What Do We Really Know About DACA Recipients? Not Enough
Amnesty for young undocumented immigrants would undercut the rule of law
In February, a U.S. Supreme Court ruling gave a temporary reprieve to the roughly 700,000 individuals who are active recipients of the Deferred Action for Childhood Arrivals program, which the Trump administration planned to end on March 5. Going forward, however, how the United States will ultimately handle DACA recipients remains murky, as a legal challenge to the decision to end the program works its way through the court system. While this leaves legislators scrambling to figure out how to address this program that affects the lives of many young people and the education systems that serve them, it also raises questions for the nation’s rule of law.
Last summer, The New York Times presented inspiring first-person accounts of dozens of DACA recipients, including many students. One of the many stories shared was that of Libbing Barrera. A high school student in New York, Barrera shares the many challenges she faced growing up in the United States, including facing homelessness and even at times living off found change.
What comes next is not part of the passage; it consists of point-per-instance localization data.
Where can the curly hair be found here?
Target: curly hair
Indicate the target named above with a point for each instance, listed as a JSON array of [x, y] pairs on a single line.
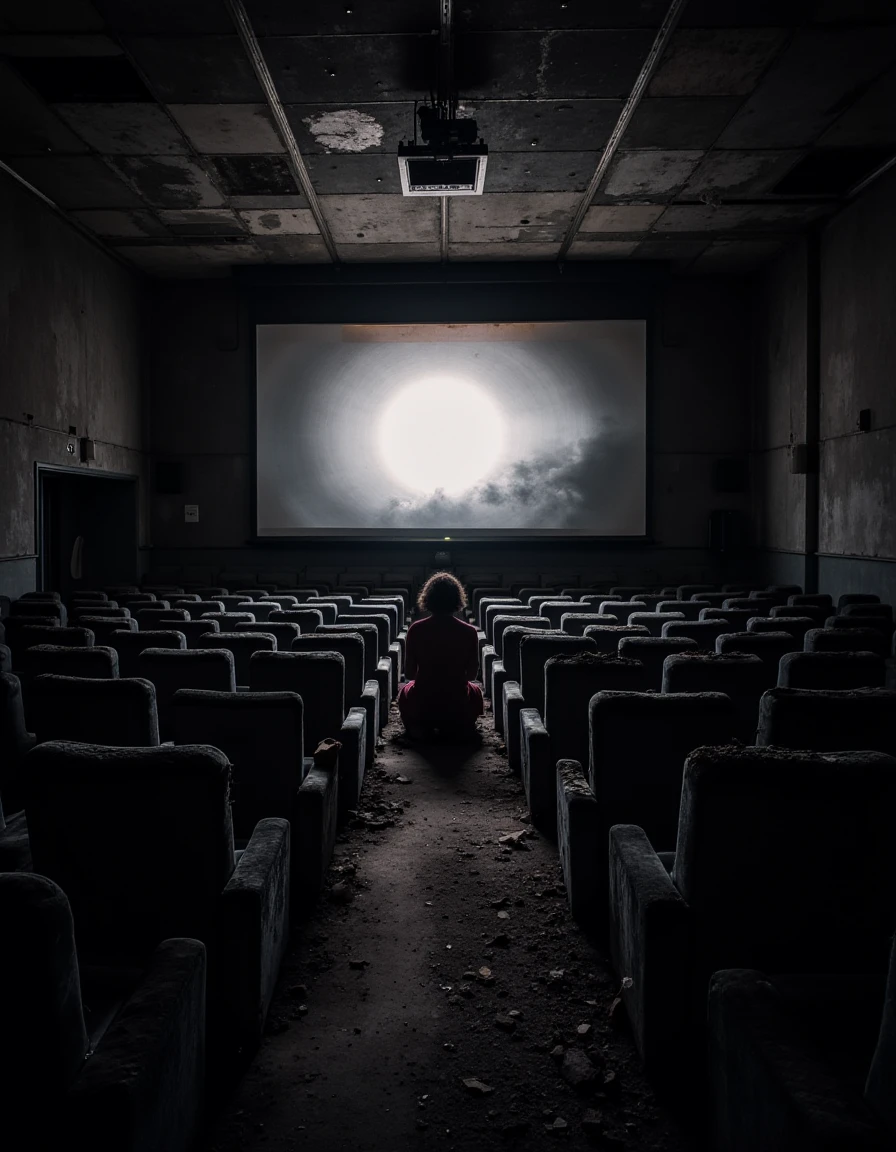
[[441, 592]]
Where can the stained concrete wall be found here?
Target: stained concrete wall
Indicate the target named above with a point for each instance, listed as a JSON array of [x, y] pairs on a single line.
[[856, 351], [70, 356], [202, 415]]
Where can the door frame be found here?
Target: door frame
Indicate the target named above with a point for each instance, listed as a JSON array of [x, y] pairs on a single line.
[[40, 474]]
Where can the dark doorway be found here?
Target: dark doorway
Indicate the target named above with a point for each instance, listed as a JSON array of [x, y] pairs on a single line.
[[100, 510]]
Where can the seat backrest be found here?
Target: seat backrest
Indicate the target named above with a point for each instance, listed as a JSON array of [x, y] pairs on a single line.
[[705, 631], [388, 609], [282, 631], [845, 639], [380, 621], [574, 623], [768, 646], [570, 681], [260, 734], [607, 637], [173, 668], [786, 858], [493, 611], [484, 603], [65, 637], [690, 609], [501, 623], [192, 630], [243, 645], [652, 651], [351, 650], [129, 646], [118, 712], [328, 609], [832, 669], [45, 1038], [139, 839], [534, 651], [513, 638], [308, 619], [369, 635], [829, 721], [743, 676], [318, 677], [638, 744], [794, 626], [95, 661]]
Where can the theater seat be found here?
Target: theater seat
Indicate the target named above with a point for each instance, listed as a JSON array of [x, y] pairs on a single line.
[[92, 1059], [783, 862], [141, 841]]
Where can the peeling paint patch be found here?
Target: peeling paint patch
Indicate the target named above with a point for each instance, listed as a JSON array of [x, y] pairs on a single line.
[[347, 130]]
“I’ve spent endless nights doing homework,” she writes, “and keeping my grades up so I can get into college.” She writes that she battled racism, anxiety, and depression, but that DACA opened many doors for her. One cannot feel anything but sympathy for this young person when she writes, “I am not a criminal. I am not a drug dealer. I am a good person who is simply trying to get an education.”
I absolutely believe Libbing. Yet, not all DACA recipients are like Libbing. Some have been charged with serious crimes.
Two years after receiving protected DACA status in 2013, the 19-year-old Emmanuel Jesus Rangel-Hernandez was charged with four counts of murder in North Carolina. One of the murder victims was Mirjana Puhar, a former contestant on the television show “America’s Next Top Model” who had herself immigrated to the United States following the Kosovo War.
Rangel-Hernandez had been facing a deportation order years earlier following a drug possession charge, but was given a reprieve when he was granted DACA status. His name, however, was listed in a federal database for known gang members, which then-U.S. Citizenship and Immigration Service director Leon Rodriguez admitted should have stopped Rangel-Hernandez’s DACA application from being approved.
In the immediate aftermath of the revelations in the Rangel-Hernandez case, federal authorities found 13 other cases in the same federal crime database of people who were erroneously approved for DACA and protected from deportation.
So who are DACA recipients? Are they Libbing Barrera or are they Emmanuel Jesus Rangel-Hernandez? It turns out that it’s not easy to answer such questions.
“Very little is know of the characteristics of the DACA population,” noted Jessica Vaughan, policy director for the Center for Immigration Studies—a Washington-based think tank that supports lower immigration—in her October 2017 testimony before the U.S. Senate Judiciary Committee.
Indeed, while many of the DACA recipients arrived as innocent children and came up through the K-12 system as students, it is not clear what happens once they come of age.
Between 2013 and 2017, more than 2,100 DACA recipients lost their status because of criminal activity, Vaughn reported in her Senate testimony. And while that is a small percentage of the total DACA population, she said that the U.S. Citizenship and Immigration Services figures probably underreport the actual criminal activities of DACA recipients: “The low eligibility standards, which explicitly allowed some people with criminal records to obtain DACA, together with the inadequate screening of applications and failure to ensure thorough review of databases, virtually guaranteed that mistakes were made in granting DACA benefits to individuals who turned out to be criminals.” And, she pointed out that there was no requirement in the DACA process to interview applicants or to routinely or randomly verify applicants’ documents.
What should be done, given the less-than-complete set of facts we have about DACA recipients?
The Trump White House has previously thrown its support behind a bill by Rep. Bob Goodlatte, R-Va., that would grant temporary legal status to DACA recipients, while, among other things, increasing enforcement of visa violations, making it easier to remove gang members and criminals, and hiring more Border Patrol and Customs and Border Protection officers.
For my part, I am conflicted. I truly sympathize with Libbing Barrera and her fellow DACA recipients who are “simply trying to get an education,” but it’s hardly clear cut. A porous DACA vetting process could lead to people with dubious backgrounds slipping through.
The rule of law hinges on the respect people have for laws and their enforcement. As an example, the American Bar Association’s Division for Public Education notes that if people ignored traffic laws and signals, the police officers would quickly be overwhelmed, leaving the streets dangerous and chaotic.
“The rule of law functions because most of us agree that it is important to observe the law,” the ABA observes, “even if a police officer is not present to enforce it.”
Giving blanket amnesty to DACA recipients undercuts the rule of law. It says that some laws were OK to break. It says that the lives of some people—past and future crime victims, for instance—are less important than the lives of people like Libbing Barrera.
The chaos we have seen for years at our borders, with law enforcement often overwhelmed, is a macro-version of the ABA’s traffic example. To the extent that a DACA amnesty could encourage more immigration lawbreaking, it would further erode the respect for the rule of law. That would hurt everyone living in America, not just 700,000 young people.